Condev-construction-collapse
This project in Burleigh Heads is one of 18 that will be stopped in their tracks. Image: Condev Facebook.
  • Major Queensland construction company collapses
  • Follows a failed attempt on Monday to secure $25 million bail out from developers
  • This is the second collapse of a major construction company in recent weeks

Queensland based construction company Condev has officially announced that it has entered liquidation, making it the most recent casualty in what some are describing as a crisis in the industry.

The decision was made following a failed attempt on Monday to secure $25 million in advance payment from developers to keep the company afloat.

Condev is one of Queensland’s biggest construction companies with the company currently responsible for 18 projects across Queensland worth close to $1 billion.

Last year, Condev undertook over $66 million in Brisbane projects during the 2021 financial year alone and was ramping up projects in the lead up to the 2032 Olympics.

Tracy Marais who owns the company with her husband Steve Marais sent an email to employees on Tuesday night advising them that there is no requirement to come into work the following day.

The announcement will leave 125 employees out of work.

“It is with the heaviest heart that we advise that we have not been able to achieve the outcome from yesterday’s [Monday’s] meeting with developers that we’d hoped and the decision to proceed to the liquidation of Condev Construction is now a matter of course,” Ms Marais wrote in the email.

While some subcontractors have raised concerns regarding money owed to them by Vondev, Mrs Marais has said that developers had agreed to pay subcontractors what they were owed based on the company’s invoices.

A perfect storm

The liquidation of Condev follows the recent collapse of construction company Probuild.
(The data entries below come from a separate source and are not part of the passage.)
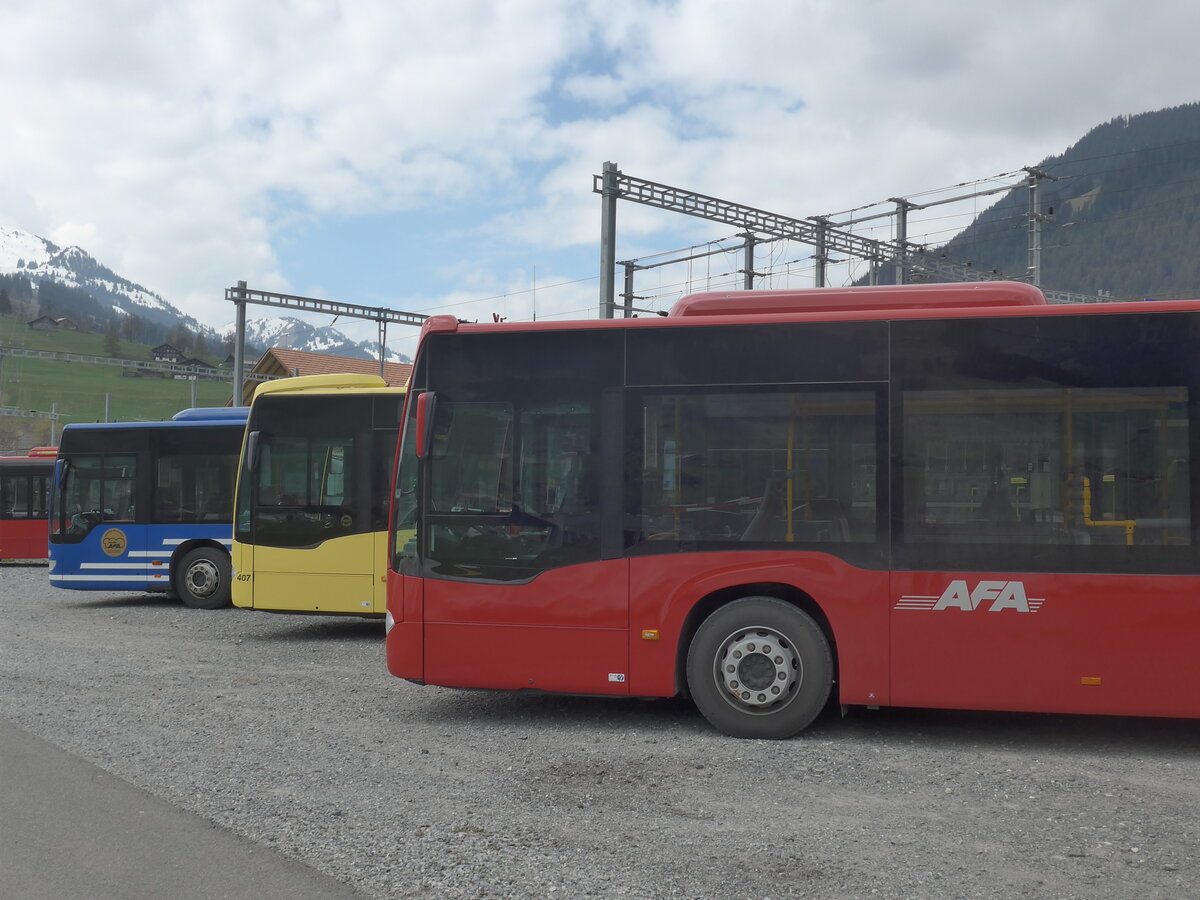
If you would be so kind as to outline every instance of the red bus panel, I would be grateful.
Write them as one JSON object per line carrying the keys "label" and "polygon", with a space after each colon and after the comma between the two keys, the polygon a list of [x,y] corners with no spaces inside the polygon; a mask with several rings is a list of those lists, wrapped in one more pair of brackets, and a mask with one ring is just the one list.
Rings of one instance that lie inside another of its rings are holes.
{"label": "red bus panel", "polygon": [[0,559],[48,556],[49,482],[56,447],[0,457]]}
{"label": "red bus panel", "polygon": [[897,706],[1196,716],[1200,578],[892,575]]}
{"label": "red bus panel", "polygon": [[628,563],[524,584],[428,579],[424,680],[454,687],[628,693]]}

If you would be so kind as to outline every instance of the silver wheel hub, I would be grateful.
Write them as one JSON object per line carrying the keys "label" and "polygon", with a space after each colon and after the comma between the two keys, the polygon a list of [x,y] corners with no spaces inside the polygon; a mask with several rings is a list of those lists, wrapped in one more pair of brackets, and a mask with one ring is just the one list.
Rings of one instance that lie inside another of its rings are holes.
{"label": "silver wheel hub", "polygon": [[767,707],[788,699],[803,670],[791,644],[770,628],[730,635],[716,659],[717,681],[740,706]]}
{"label": "silver wheel hub", "polygon": [[221,573],[211,560],[202,559],[188,567],[184,580],[194,596],[207,597],[220,585]]}

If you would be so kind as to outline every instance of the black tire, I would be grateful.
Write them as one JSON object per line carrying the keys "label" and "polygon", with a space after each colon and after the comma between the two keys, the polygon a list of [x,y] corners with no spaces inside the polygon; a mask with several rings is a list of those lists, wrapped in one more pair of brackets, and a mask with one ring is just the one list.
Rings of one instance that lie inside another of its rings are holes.
{"label": "black tire", "polygon": [[781,740],[825,708],[833,654],[807,613],[775,597],[743,597],[700,625],[688,648],[687,681],[718,731]]}
{"label": "black tire", "polygon": [[229,605],[231,576],[228,553],[213,547],[197,547],[179,561],[172,582],[184,606],[220,609]]}

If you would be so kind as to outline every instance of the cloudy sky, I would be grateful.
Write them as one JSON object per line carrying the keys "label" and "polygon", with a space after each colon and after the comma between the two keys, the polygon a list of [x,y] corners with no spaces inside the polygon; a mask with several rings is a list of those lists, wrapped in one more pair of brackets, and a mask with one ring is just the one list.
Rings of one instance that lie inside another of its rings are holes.
{"label": "cloudy sky", "polygon": [[[0,224],[217,327],[238,280],[594,317],[606,160],[797,218],[937,197],[1200,100],[1198,33],[1190,0],[0,0]],[[622,203],[617,255],[733,231]],[[760,253],[762,286],[811,283],[811,248]],[[639,302],[739,265],[648,270]]]}

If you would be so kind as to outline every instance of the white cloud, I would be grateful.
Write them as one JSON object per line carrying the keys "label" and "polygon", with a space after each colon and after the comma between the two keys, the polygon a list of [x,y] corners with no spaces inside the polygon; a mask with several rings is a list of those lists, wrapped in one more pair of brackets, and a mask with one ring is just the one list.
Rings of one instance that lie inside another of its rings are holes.
{"label": "white cloud", "polygon": [[[472,234],[549,271],[555,248],[597,243],[605,159],[773,211],[844,209],[1200,99],[1198,25],[1194,4],[1116,0],[10,0],[0,223],[217,323],[239,278],[293,289],[279,235],[297,221],[469,207],[512,180]],[[626,204],[621,239],[721,231],[669,219]],[[469,284],[438,287],[420,293]]]}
Australian Apartment Advocacy (AAA) head, Samantha Reece, believes there is reason for concern in the construction industry with potentially hundreds of builders throughout Australia being caught out by a “perfect storm” created by labour and material shortages along with other rising costs.

Condev estimates that their costs have inflated 25% in the past 18 months with the impacts of the pandemic and more recently the floods.
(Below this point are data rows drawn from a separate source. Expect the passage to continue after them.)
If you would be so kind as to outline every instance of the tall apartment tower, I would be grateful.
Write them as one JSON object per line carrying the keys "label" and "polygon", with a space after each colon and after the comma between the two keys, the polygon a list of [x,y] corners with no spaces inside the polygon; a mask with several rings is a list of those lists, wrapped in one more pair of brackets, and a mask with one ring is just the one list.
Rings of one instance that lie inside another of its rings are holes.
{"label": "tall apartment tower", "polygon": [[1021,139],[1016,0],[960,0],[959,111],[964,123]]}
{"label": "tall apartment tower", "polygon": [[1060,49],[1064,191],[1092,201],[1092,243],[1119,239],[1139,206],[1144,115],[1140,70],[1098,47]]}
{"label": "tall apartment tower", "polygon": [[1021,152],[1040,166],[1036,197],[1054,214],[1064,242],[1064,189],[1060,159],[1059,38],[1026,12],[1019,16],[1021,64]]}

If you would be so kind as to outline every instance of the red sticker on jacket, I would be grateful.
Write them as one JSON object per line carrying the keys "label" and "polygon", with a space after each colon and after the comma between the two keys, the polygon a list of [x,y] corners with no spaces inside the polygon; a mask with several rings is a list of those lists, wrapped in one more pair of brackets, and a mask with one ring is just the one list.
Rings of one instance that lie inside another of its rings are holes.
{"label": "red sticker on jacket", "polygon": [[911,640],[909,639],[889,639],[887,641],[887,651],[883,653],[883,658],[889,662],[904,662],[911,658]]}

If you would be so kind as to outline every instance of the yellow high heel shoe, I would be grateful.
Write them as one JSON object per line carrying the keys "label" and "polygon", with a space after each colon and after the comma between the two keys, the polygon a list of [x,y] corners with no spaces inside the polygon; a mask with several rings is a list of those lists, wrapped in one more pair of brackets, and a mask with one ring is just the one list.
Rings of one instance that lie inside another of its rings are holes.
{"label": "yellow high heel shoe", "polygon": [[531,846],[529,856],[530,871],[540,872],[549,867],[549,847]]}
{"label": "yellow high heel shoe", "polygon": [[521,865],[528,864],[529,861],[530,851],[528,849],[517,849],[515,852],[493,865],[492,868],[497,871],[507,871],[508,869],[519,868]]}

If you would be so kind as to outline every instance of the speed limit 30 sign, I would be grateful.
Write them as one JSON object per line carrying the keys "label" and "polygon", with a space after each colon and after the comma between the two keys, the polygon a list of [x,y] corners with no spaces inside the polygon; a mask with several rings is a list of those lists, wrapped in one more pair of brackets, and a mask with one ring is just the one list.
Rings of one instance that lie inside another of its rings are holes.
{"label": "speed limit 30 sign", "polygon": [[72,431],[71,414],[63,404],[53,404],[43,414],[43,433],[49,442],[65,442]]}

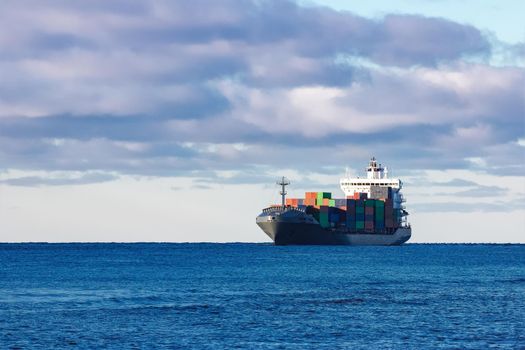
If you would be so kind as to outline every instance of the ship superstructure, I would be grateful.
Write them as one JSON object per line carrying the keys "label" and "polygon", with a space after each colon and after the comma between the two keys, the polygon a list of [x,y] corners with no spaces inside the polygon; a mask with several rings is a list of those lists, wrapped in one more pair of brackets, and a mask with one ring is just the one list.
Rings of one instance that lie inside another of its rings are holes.
{"label": "ship superstructure", "polygon": [[410,239],[400,179],[372,158],[366,177],[340,180],[345,198],[330,192],[306,192],[305,198],[286,198],[290,182],[282,178],[280,205],[263,209],[259,227],[275,242],[286,244],[399,245]]}
{"label": "ship superstructure", "polygon": [[406,221],[405,197],[401,193],[403,182],[400,179],[389,178],[387,167],[377,163],[375,157],[370,159],[365,169],[366,178],[349,177],[348,172],[339,181],[341,190],[346,197],[353,196],[354,193],[366,193],[367,198],[381,199],[388,198],[388,191],[391,191],[390,198],[394,209],[400,209],[400,219]]}

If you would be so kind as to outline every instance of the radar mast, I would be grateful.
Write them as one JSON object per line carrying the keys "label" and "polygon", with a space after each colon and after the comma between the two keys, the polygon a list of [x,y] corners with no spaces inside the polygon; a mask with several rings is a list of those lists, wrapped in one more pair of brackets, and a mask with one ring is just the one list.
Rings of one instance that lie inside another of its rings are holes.
{"label": "radar mast", "polygon": [[290,181],[288,181],[288,179],[285,178],[284,176],[279,181],[277,181],[277,185],[281,186],[281,191],[279,193],[281,195],[283,208],[284,208],[284,204],[286,202],[285,201],[286,194],[288,193],[288,192],[286,192],[286,186],[288,186],[289,184],[290,184]]}

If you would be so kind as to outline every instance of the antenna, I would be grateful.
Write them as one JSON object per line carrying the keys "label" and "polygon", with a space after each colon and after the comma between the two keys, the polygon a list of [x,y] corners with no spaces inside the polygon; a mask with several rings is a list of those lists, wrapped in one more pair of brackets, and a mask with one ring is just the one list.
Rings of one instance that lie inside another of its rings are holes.
{"label": "antenna", "polygon": [[288,181],[288,179],[283,176],[279,181],[277,181],[277,184],[281,186],[281,191],[279,193],[281,194],[282,206],[284,208],[285,197],[286,197],[286,194],[288,193],[286,192],[286,186],[290,184],[290,181]]}

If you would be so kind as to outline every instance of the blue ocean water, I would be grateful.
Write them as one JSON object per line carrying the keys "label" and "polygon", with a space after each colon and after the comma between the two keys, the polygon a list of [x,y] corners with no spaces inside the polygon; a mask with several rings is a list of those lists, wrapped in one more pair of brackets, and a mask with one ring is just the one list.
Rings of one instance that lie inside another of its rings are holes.
{"label": "blue ocean water", "polygon": [[0,244],[0,348],[525,348],[524,245]]}

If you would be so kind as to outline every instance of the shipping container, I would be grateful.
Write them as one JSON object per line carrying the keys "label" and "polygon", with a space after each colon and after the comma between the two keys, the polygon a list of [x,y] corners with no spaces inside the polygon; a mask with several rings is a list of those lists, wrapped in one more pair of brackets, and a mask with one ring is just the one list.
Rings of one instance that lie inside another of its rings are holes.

“The problems now confronting Condev has further highlighted how fragile this industry is, when the construction sector has never been busier.
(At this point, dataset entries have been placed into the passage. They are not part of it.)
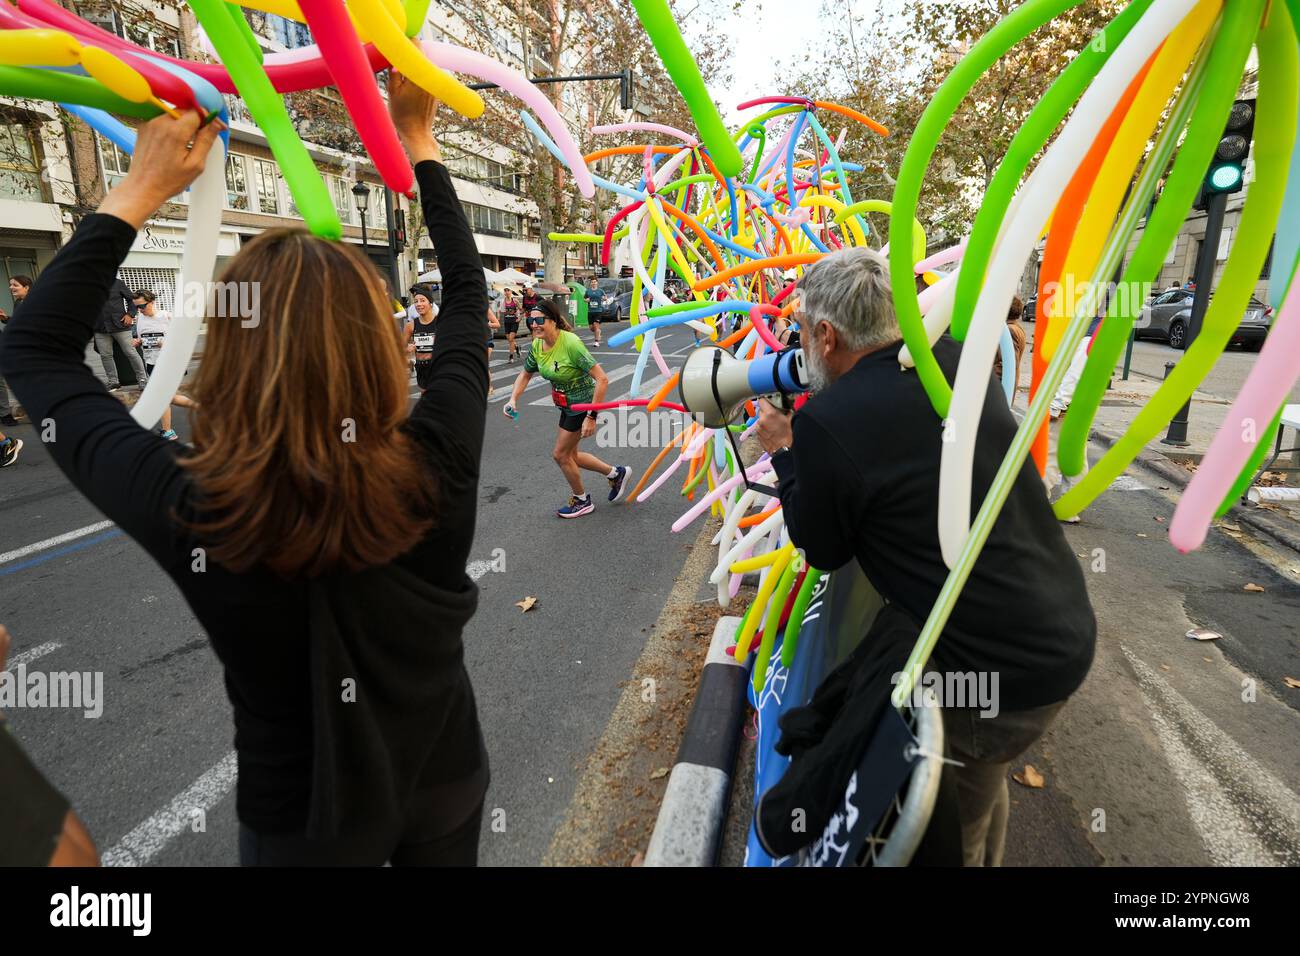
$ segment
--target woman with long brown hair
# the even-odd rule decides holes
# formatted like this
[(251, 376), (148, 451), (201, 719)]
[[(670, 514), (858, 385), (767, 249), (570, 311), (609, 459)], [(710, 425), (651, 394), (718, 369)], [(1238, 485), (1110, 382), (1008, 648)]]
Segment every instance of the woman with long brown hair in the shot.
[(478, 599), (465, 565), (487, 290), (436, 102), (396, 74), (388, 93), (444, 276), (437, 374), (409, 414), (383, 279), (301, 229), (257, 236), (220, 277), (249, 284), (258, 311), (209, 316), (192, 450), (137, 425), (86, 368), (95, 303), (217, 135), (193, 113), (140, 127), (131, 172), (0, 355), (32, 417), (54, 419), (59, 467), (167, 571), (224, 665), (245, 864), (477, 858), (487, 758), (461, 631)]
Samantha Reece, Australian Apartment Advocacy Founder

“No one saw this perfect storm coming and with interest rates tipped to rise and
the enormous costs of fuel, it is not likely to end soon and in fact, could get worse,” she warns.

Ms Reece has raised concerns that some state governments are not doing what they can to prevent this from reoccurring.

“New South Wales has taken a proactive stance with checking builders and developers’ financials and then conducting audits and on that basis, they are considering insurance packages for buyers that go beyond the three-storey limit. The question is if New South Wales can do it – why can’t the other States?”